I'm not really planning to ever be a skinny woman. I have great, healthy bones (bigger than some women's whole selves), and I don't need to be skinny. Fit, yes. In the safe numbers, definitely. Satisfied -- well, soon.

Who needs Butter Toffee, anyway?


Wednesday, October 22, 2008

Do you ever have days when you just KNOW that you should do it all yourself and save the hassle of fielding telephone calls all afternoon? Yeah -- delegating is not my strong suit. Apparently I lack the ability to give details concrete enough to get the easy jobs done. How much time/effort/energy did I actually save by NOT doing my own -- let's just say, hypothetically -- carpool? Hmmm. Maybe there's something to learn here.

Tuesday, October 14, 2008

What did I think I would be?

If Life As I Live It isn't quite what I had planned, what was I expecting? What did I honestly think would be my lot? There was a time in the eighties that I was convinced I would marry someone who played the saxophone. Instead I got the guy with the world's greatest talent for buying good music online. I always knew I wanted to be a wife and a mom (in that order, thank you very much). But somehow I was pretty sure I'd get a basketball team of five boys. Hmmm. My first three kids are girls, and that is so absolutely the perfect way for it to be (not what I planned, but wonderful despite me). Then I prayed Matthew here. I tell him that regularly -- that I had a little talk with God and told Him I'd be perfectly happy to do this (motherhood thing) again as long as I got a boy for it. And he is being raised by the three cutest mothers anywhere -- his sisters. They are doing their best to make him a sensitive, gentle, smart Jedi/Ninja/Gunfighter.

Which leads me to another thing I planned -- no weapons in our home. Yeah. That's gonna work. Everything becomes a weapon in the hands of a kid who desires a weapon. Such as (and I am not making any of these up): clothes hangers, paper towel rolls, knitting needles (the girls', I don't knit), staplers, markers, kitchen utensils in all shapes and sizes, fingers, phones, carrots, bouncy balls, scarves, remote controls, marbles and (shudder) books. So we gave in and now own a full arsenal of all the finest plastic instruments of death and torture.

I always thought I'd have a headboard, but that (among other things) falls firmly under the budget category of Furniture We Don't Need.

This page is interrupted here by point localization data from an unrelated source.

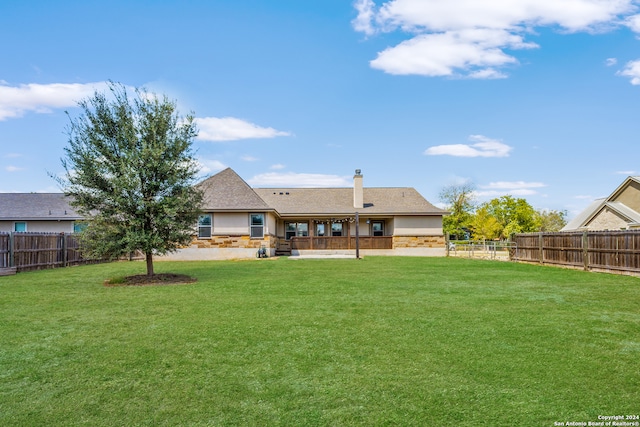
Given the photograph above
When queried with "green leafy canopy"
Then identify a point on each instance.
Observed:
(130, 170)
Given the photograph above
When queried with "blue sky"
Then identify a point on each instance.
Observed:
(534, 98)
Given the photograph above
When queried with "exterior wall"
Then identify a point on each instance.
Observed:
(41, 226)
(222, 247)
(606, 219)
(417, 226)
(630, 196)
(407, 242)
(230, 223)
(237, 223)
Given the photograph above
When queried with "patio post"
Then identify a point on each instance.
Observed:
(357, 235)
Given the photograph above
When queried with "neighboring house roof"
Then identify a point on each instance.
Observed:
(36, 206)
(598, 206)
(310, 201)
(582, 218)
(226, 191)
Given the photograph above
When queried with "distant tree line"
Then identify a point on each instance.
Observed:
(496, 219)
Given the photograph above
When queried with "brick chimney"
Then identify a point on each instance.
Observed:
(358, 192)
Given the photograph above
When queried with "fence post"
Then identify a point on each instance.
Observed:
(585, 250)
(540, 248)
(65, 261)
(12, 261)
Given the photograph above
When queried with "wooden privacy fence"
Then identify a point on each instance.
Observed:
(617, 251)
(35, 251)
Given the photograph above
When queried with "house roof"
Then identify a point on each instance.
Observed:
(631, 216)
(227, 191)
(329, 201)
(36, 206)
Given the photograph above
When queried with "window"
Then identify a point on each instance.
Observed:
(79, 227)
(296, 229)
(256, 222)
(336, 229)
(204, 226)
(377, 228)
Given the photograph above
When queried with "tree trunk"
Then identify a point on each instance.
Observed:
(149, 257)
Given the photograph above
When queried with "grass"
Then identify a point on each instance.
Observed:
(340, 342)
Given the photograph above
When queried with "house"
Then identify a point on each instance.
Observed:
(238, 220)
(621, 210)
(37, 212)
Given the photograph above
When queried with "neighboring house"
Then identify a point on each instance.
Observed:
(238, 220)
(37, 212)
(621, 210)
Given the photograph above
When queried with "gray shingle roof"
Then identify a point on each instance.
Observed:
(328, 201)
(227, 191)
(36, 206)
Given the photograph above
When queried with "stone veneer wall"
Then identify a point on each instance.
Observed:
(230, 242)
(418, 242)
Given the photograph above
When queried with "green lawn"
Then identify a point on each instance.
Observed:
(338, 342)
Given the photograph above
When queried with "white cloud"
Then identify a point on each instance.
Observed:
(477, 50)
(469, 38)
(232, 129)
(16, 101)
(513, 188)
(484, 147)
(362, 22)
(291, 179)
(633, 22)
(632, 70)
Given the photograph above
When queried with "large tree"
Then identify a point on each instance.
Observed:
(130, 170)
(512, 216)
(460, 202)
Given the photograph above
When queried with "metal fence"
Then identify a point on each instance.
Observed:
(35, 251)
(485, 250)
(614, 251)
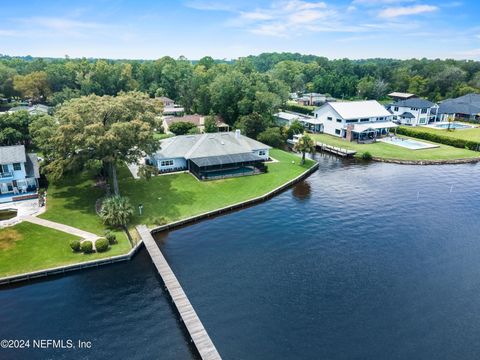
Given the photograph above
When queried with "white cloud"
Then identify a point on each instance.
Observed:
(393, 12)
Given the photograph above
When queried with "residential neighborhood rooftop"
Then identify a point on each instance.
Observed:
(359, 109)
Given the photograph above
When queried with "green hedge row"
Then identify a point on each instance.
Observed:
(298, 108)
(438, 138)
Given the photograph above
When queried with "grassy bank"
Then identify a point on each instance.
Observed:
(29, 247)
(389, 151)
(173, 197)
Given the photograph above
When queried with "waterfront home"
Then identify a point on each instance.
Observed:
(463, 108)
(19, 173)
(197, 120)
(286, 118)
(313, 99)
(354, 120)
(413, 111)
(211, 155)
(398, 96)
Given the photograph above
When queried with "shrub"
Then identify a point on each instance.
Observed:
(366, 156)
(111, 237)
(101, 245)
(75, 245)
(86, 247)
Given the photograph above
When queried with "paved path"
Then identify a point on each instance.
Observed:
(61, 227)
(199, 335)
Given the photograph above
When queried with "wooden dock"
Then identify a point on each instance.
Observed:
(198, 334)
(335, 150)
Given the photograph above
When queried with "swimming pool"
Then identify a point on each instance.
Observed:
(453, 125)
(408, 143)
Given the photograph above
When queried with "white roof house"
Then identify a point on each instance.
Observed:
(354, 119)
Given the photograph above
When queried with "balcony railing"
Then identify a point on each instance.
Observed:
(6, 174)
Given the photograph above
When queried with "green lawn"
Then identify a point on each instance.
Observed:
(172, 197)
(28, 247)
(389, 151)
(464, 134)
(72, 202)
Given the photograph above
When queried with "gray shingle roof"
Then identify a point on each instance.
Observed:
(414, 102)
(466, 104)
(205, 145)
(12, 154)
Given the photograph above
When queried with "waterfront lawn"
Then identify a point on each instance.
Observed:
(71, 201)
(28, 247)
(167, 198)
(389, 151)
(472, 134)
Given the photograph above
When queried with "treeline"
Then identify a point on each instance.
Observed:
(255, 84)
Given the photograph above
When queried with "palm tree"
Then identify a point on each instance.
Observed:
(305, 144)
(116, 212)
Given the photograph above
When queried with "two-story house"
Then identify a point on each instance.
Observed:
(413, 111)
(354, 120)
(19, 173)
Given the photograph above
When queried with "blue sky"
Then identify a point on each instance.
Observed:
(228, 29)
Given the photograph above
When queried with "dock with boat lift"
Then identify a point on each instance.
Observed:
(335, 150)
(194, 326)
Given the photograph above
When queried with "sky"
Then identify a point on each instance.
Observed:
(224, 29)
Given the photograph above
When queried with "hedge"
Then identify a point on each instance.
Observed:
(438, 138)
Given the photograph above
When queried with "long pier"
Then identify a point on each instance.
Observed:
(198, 334)
(335, 150)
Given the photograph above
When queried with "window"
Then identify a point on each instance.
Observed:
(166, 163)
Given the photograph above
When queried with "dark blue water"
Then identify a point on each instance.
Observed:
(358, 262)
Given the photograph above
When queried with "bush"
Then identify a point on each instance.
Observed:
(366, 156)
(75, 245)
(86, 247)
(111, 237)
(439, 138)
(101, 245)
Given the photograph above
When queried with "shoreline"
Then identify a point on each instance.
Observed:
(12, 279)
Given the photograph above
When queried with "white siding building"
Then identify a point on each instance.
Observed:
(413, 111)
(19, 172)
(354, 120)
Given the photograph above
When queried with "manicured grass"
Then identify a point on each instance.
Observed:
(28, 247)
(72, 202)
(172, 197)
(389, 151)
(472, 134)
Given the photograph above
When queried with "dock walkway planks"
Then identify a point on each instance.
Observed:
(199, 335)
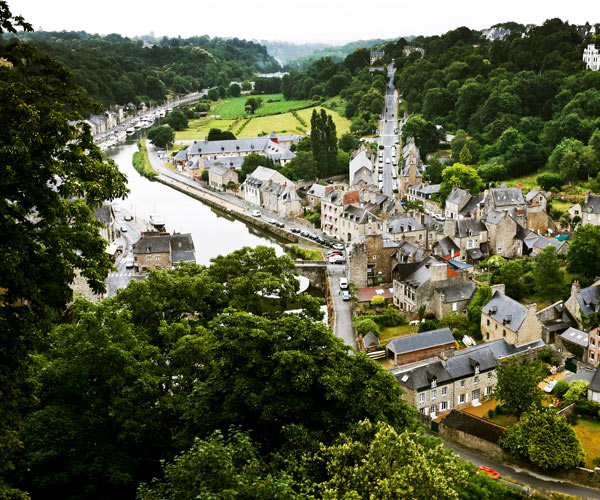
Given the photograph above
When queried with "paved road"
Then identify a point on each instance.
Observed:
(388, 136)
(535, 480)
(342, 327)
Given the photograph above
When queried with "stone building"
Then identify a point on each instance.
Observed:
(436, 386)
(505, 318)
(429, 283)
(419, 346)
(411, 169)
(370, 261)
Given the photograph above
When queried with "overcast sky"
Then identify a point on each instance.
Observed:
(335, 21)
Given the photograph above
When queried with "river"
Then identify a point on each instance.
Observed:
(214, 232)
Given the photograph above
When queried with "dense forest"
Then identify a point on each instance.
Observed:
(118, 70)
(518, 104)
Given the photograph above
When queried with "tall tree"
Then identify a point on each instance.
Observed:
(583, 257)
(549, 278)
(517, 385)
(545, 439)
(53, 178)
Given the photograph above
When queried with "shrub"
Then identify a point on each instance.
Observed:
(377, 301)
(560, 388)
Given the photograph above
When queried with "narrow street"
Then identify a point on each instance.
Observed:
(537, 481)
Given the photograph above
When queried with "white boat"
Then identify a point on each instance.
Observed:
(157, 221)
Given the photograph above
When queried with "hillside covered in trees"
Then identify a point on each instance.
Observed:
(117, 70)
(512, 102)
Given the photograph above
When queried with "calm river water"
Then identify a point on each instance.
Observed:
(214, 232)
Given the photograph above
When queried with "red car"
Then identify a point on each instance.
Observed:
(491, 472)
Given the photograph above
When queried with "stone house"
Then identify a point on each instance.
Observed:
(555, 319)
(220, 175)
(370, 260)
(156, 250)
(106, 215)
(411, 169)
(505, 318)
(361, 164)
(419, 346)
(271, 190)
(470, 236)
(332, 207)
(594, 387)
(421, 192)
(503, 234)
(584, 301)
(152, 251)
(505, 199)
(439, 385)
(401, 228)
(429, 283)
(588, 211)
(358, 220)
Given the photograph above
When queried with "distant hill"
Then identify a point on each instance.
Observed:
(117, 70)
(337, 53)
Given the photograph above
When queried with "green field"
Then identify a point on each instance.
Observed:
(235, 107)
(285, 123)
(342, 124)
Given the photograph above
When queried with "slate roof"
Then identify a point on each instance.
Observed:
(505, 310)
(470, 227)
(317, 190)
(470, 424)
(182, 248)
(421, 341)
(457, 195)
(403, 225)
(458, 292)
(595, 383)
(589, 300)
(504, 196)
(460, 365)
(447, 246)
(591, 204)
(153, 242)
(576, 336)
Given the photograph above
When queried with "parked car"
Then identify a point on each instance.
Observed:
(490, 472)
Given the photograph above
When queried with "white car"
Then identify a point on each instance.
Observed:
(550, 386)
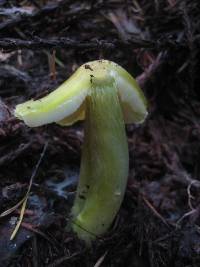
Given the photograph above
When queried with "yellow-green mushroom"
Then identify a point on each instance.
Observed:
(106, 96)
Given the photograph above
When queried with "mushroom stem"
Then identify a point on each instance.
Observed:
(104, 165)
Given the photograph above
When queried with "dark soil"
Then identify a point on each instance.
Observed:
(41, 43)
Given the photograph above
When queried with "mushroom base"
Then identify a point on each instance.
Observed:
(104, 165)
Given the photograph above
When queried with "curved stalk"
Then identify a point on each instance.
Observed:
(107, 97)
(104, 165)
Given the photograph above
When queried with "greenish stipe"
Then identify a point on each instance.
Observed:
(104, 166)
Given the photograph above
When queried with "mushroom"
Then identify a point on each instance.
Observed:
(106, 96)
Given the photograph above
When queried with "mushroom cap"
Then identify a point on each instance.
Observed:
(66, 104)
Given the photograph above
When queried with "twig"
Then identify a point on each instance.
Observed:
(62, 42)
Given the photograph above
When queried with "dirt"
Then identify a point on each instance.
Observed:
(41, 44)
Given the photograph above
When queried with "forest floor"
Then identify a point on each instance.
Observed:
(157, 41)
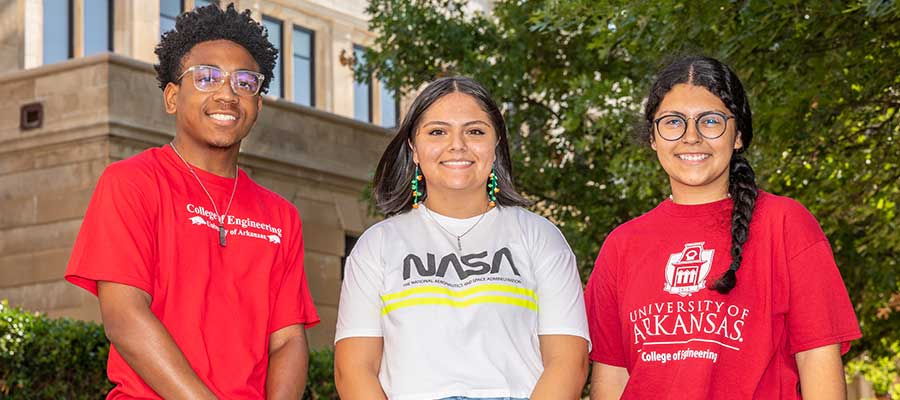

I planned to reach 5'10" and finally be tall enough for all my pounds. (But I have to say, when the sun's behind me and my shadow is 15 feet long, I look GREAT!)

I'd pretty much assured myself that I would be competent at maintaing a savings account. Oops.

But on the other hand, I always thought I'd have a sweet, handsome, supportive husband. CHECK.
I planned on brilliant children. CHECK. CHECK. CHECK. CHECK.
I figured I'd write books, get them published, and hear people telling me I'm fabulous. CHECK. CHECK. (Always waiting on that last part.)
I thought I'd be the mom who makes bread and ice cream and grows tomatoes in the summer. CHECK. CHECK. CHECK.
I just knew that my kids would love to be obedient. (Can we put a check on three out of four? That's still WAY above the curve.)

So I will probably always make plans. And someone, watching benignly from The Universe, will shake his head and chuckle. But the things that matter, the ones that will bring real happiness, they come through. Every day. CHECK.